Milling local timber

The majority of the timber that I have or use is timber that I’ve milled myself using my mobile sawmill. Usually I become aware of a potential log through a random phone call or email, oftentimes after a storm or in the following months.

Daniel's mobile sawmill
milling timber

My mill only gets used a handful of days a year so I rely on a few simple hand tools to manipulate the log. Large logs over 800mm may have to be chainsaw milled before they will fit on my bandsaw mill. 

A tree may be milled up appropriately for a specific project, or alternatively milled into a selection of sizes so that the drying process can get underway before a final design is commissioned.
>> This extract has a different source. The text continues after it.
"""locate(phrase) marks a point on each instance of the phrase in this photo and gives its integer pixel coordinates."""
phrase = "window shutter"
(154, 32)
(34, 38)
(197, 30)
Milled timber is carefully stacked to be air dried for 1 to 5 years. Once air dry and I have a project lined up for the boards, they are moved to my workshop where I have a drying room. The boards are stacked once more and will be gradually dried over a period of around 2 to 8 weeks to a moisture content suitable for use in a modern house, around 8% moisture.

air drying copper beech
Daniel Lacey

Choosing timber for your project

Following our initial discussion about your bespoke commission, I will usually guide you through what timber stocks I have that are suitable for your project and show you samples or boards. As part of a commission, you're welcome to come and have a rummage too. 

Commission bespoke furniture

This process of using local timber takes a lot of time, experience, hard work and above all space.  It certainly isn’t a cost saving measure but I can’t imagine not doing it and I think the results speak for themselves.